This heading does require some explanations, and these can be found in an interesting posting on the Danish web site Haandbold.com, where a Danish handball player, Erik Junge Madsen, reports about his 'exotic' experience. http://test.haandbold.com/blog/eksterne-bloggere/2010-04-26-haandbold-og-miljoe
For the most part, handball is played at a rather modest level and under poor conditions in Kenya. It is a sport without long traditions and it does not really exist outside the capital Nairobi. The championship format consists of tournaments, with one final weekend event where the top six teams play each other in a round-robin format.
The recently completed championship event took place in an exciting atmosphere with a very noisy and supportive crowd of around 700 in a sold-out stadium. As Junge Madsen reports, the rules interpretation may not have been quite what one expects in IHF or Danish games, with physical action that "would be more cause for police interference than a mere yellow card."
While some of the participating teams come from very poor or outright dangerous settings and have to prepare under miserable conditions, there are some teams that are really 'professional' in the old Eastern European sense.

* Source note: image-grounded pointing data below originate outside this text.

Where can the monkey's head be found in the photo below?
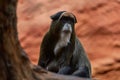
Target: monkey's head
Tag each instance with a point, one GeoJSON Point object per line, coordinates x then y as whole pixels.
{"type": "Point", "coordinates": [63, 23]}
{"type": "Point", "coordinates": [62, 30]}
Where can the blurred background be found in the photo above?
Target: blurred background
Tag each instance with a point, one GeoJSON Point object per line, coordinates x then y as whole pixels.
{"type": "Point", "coordinates": [98, 28]}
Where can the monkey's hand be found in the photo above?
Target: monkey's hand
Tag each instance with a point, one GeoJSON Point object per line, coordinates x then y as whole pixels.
{"type": "Point", "coordinates": [83, 71]}
{"type": "Point", "coordinates": [66, 70]}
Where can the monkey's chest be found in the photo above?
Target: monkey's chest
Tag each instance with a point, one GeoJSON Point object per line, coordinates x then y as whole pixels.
{"type": "Point", "coordinates": [62, 42]}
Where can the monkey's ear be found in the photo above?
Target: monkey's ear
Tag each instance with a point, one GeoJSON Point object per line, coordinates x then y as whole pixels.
{"type": "Point", "coordinates": [57, 15]}
{"type": "Point", "coordinates": [75, 20]}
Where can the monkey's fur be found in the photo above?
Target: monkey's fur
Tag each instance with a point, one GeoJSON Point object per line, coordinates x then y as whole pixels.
{"type": "Point", "coordinates": [60, 54]}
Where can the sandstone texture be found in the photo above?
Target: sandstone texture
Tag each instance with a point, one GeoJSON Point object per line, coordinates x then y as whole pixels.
{"type": "Point", "coordinates": [98, 29]}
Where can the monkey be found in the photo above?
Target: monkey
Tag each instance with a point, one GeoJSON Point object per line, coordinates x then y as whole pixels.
{"type": "Point", "coordinates": [61, 51]}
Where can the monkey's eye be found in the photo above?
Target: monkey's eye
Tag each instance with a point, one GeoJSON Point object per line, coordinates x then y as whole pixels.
{"type": "Point", "coordinates": [67, 20]}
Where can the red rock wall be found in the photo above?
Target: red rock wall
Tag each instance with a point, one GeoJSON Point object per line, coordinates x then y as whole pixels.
{"type": "Point", "coordinates": [98, 28]}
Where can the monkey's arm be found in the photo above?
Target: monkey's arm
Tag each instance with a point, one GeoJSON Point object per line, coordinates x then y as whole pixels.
{"type": "Point", "coordinates": [44, 52]}
{"type": "Point", "coordinates": [80, 58]}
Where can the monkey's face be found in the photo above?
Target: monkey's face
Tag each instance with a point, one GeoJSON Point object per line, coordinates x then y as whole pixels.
{"type": "Point", "coordinates": [63, 29]}
{"type": "Point", "coordinates": [63, 23]}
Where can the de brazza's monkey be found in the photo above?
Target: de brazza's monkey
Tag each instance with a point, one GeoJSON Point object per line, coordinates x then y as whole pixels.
{"type": "Point", "coordinates": [61, 51]}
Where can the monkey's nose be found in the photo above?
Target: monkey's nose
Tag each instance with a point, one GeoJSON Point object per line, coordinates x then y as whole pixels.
{"type": "Point", "coordinates": [67, 28]}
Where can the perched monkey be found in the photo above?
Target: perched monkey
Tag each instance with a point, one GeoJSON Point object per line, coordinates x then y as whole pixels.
{"type": "Point", "coordinates": [61, 51]}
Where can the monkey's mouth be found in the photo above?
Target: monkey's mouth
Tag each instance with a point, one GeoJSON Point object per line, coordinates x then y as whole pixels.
{"type": "Point", "coordinates": [66, 31]}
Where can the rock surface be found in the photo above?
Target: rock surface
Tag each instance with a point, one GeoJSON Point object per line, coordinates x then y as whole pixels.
{"type": "Point", "coordinates": [98, 28]}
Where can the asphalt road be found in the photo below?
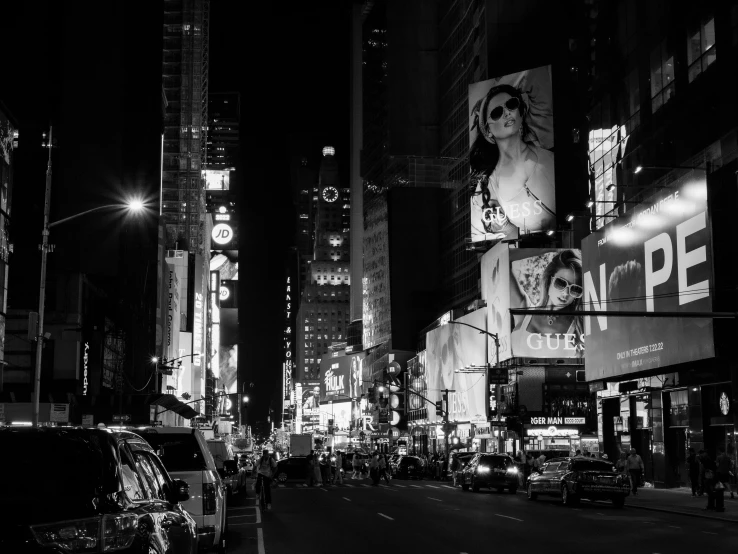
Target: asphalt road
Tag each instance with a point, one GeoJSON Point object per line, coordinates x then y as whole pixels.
{"type": "Point", "coordinates": [433, 517]}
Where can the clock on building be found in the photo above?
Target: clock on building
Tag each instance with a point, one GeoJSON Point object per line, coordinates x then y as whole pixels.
{"type": "Point", "coordinates": [330, 194]}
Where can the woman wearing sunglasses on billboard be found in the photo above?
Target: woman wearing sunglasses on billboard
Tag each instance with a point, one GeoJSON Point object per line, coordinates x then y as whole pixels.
{"type": "Point", "coordinates": [512, 174]}
{"type": "Point", "coordinates": [549, 335]}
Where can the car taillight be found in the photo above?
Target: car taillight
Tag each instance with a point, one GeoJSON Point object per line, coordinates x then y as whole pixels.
{"type": "Point", "coordinates": [208, 499]}
{"type": "Point", "coordinates": [97, 534]}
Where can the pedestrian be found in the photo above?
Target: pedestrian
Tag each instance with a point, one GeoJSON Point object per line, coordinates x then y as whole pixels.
{"type": "Point", "coordinates": [693, 468]}
{"type": "Point", "coordinates": [264, 475]}
{"type": "Point", "coordinates": [621, 465]}
{"type": "Point", "coordinates": [635, 469]}
{"type": "Point", "coordinates": [356, 465]}
{"type": "Point", "coordinates": [374, 470]}
{"type": "Point", "coordinates": [338, 478]}
{"type": "Point", "coordinates": [709, 481]}
{"type": "Point", "coordinates": [723, 470]}
{"type": "Point", "coordinates": [317, 472]}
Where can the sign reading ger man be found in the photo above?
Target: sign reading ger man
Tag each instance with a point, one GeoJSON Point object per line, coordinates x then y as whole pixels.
{"type": "Point", "coordinates": [656, 260]}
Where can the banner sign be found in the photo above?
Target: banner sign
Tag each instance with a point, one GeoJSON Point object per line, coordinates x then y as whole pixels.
{"type": "Point", "coordinates": [546, 278]}
{"type": "Point", "coordinates": [512, 197]}
{"type": "Point", "coordinates": [657, 259]}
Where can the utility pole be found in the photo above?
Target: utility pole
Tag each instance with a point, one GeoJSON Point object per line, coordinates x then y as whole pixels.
{"type": "Point", "coordinates": [42, 287]}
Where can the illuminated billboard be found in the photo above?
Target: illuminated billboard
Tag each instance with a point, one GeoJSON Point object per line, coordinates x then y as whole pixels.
{"type": "Point", "coordinates": [548, 279]}
{"type": "Point", "coordinates": [656, 259]}
{"type": "Point", "coordinates": [217, 179]}
{"type": "Point", "coordinates": [511, 155]}
{"type": "Point", "coordinates": [449, 348]}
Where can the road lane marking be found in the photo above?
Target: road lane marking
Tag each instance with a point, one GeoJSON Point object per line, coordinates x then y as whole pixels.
{"type": "Point", "coordinates": [508, 517]}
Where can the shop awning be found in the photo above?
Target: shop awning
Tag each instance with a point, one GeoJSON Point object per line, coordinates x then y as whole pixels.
{"type": "Point", "coordinates": [172, 403]}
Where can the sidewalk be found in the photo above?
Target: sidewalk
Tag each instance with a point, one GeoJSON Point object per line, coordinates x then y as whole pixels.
{"type": "Point", "coordinates": [681, 501]}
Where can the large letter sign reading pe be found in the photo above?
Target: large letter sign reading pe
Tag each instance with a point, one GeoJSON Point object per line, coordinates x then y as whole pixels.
{"type": "Point", "coordinates": [222, 233]}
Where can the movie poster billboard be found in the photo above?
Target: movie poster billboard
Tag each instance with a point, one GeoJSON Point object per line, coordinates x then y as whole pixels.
{"type": "Point", "coordinates": [657, 259]}
{"type": "Point", "coordinates": [548, 279]}
{"type": "Point", "coordinates": [511, 155]}
{"type": "Point", "coordinates": [452, 347]}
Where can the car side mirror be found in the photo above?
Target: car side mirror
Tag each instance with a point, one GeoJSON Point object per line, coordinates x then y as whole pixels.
{"type": "Point", "coordinates": [180, 490]}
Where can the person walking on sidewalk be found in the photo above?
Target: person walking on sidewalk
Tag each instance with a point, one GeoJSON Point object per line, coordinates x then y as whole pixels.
{"type": "Point", "coordinates": [264, 474]}
{"type": "Point", "coordinates": [709, 480]}
{"type": "Point", "coordinates": [693, 466]}
{"type": "Point", "coordinates": [723, 470]}
{"type": "Point", "coordinates": [635, 469]}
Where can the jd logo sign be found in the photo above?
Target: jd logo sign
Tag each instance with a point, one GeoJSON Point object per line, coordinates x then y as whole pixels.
{"type": "Point", "coordinates": [222, 233]}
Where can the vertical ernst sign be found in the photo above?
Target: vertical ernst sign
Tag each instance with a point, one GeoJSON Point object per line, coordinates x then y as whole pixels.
{"type": "Point", "coordinates": [288, 341]}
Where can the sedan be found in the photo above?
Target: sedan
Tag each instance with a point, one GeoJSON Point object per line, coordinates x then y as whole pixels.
{"type": "Point", "coordinates": [107, 491]}
{"type": "Point", "coordinates": [492, 471]}
{"type": "Point", "coordinates": [572, 479]}
{"type": "Point", "coordinates": [409, 466]}
{"type": "Point", "coordinates": [294, 467]}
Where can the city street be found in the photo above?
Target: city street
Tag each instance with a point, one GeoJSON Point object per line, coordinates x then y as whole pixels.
{"type": "Point", "coordinates": [433, 517]}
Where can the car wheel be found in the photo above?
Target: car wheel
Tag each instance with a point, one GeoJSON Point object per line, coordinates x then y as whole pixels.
{"type": "Point", "coordinates": [567, 498]}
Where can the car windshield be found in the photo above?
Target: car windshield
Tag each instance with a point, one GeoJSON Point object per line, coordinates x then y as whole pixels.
{"type": "Point", "coordinates": [494, 461]}
{"type": "Point", "coordinates": [76, 469]}
{"type": "Point", "coordinates": [591, 465]}
{"type": "Point", "coordinates": [180, 452]}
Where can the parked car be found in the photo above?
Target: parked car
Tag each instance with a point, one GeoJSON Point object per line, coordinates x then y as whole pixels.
{"type": "Point", "coordinates": [294, 467]}
{"type": "Point", "coordinates": [409, 466]}
{"type": "Point", "coordinates": [575, 478]}
{"type": "Point", "coordinates": [104, 491]}
{"type": "Point", "coordinates": [186, 456]}
{"type": "Point", "coordinates": [492, 471]}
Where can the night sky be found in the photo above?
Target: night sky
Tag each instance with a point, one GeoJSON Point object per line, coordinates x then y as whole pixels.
{"type": "Point", "coordinates": [94, 70]}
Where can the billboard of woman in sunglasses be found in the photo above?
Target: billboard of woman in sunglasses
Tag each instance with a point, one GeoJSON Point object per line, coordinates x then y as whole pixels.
{"type": "Point", "coordinates": [511, 157]}
{"type": "Point", "coordinates": [552, 281]}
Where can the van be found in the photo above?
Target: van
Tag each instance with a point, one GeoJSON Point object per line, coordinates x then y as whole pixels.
{"type": "Point", "coordinates": [186, 456]}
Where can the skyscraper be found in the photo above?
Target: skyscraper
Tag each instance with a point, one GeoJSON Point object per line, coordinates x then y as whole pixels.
{"type": "Point", "coordinates": [184, 152]}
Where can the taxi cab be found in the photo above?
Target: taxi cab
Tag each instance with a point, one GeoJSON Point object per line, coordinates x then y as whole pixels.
{"type": "Point", "coordinates": [574, 478]}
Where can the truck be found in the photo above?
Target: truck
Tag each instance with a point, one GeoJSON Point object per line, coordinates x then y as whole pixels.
{"type": "Point", "coordinates": [300, 445]}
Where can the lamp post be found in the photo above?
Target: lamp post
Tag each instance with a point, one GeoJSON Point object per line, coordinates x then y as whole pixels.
{"type": "Point", "coordinates": [134, 205]}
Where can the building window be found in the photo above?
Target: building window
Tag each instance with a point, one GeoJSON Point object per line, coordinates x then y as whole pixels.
{"type": "Point", "coordinates": [701, 49]}
{"type": "Point", "coordinates": [662, 76]}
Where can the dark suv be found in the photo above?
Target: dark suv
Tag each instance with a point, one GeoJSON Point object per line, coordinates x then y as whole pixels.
{"type": "Point", "coordinates": [100, 492]}
{"type": "Point", "coordinates": [493, 471]}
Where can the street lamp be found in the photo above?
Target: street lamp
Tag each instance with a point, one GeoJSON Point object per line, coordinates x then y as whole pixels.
{"type": "Point", "coordinates": [135, 205]}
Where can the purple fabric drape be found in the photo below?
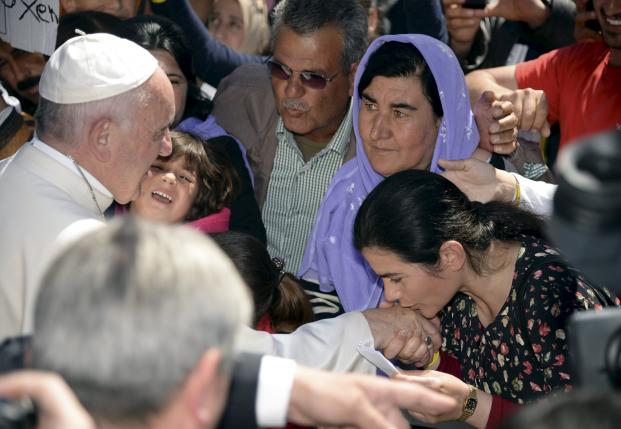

This means that the teams are owned by large corporations and government agencies, so that the players can really train and prepare on an almost full-time basis.
Two such teams, Cereals and Ulinzi, qualified for the men's final, where Cereals came out a winner by a close margin, 28-27. Cereals belongs to a government agency and Ulinzi is a team from the military. Cereals also won the women's championship, and they have been the dominating team for many years in both categories.
Junge Madsen and his colleagues on the Nairobi University team got the bronze medals; their players are able to practice (outdoors) 3 times per week, depending on traffic and weather… The sixth-place team. Black Mambas, deserves particular mention as the only 'European-style' club team, with both a senior and a junior squad, trying to foster its own talents.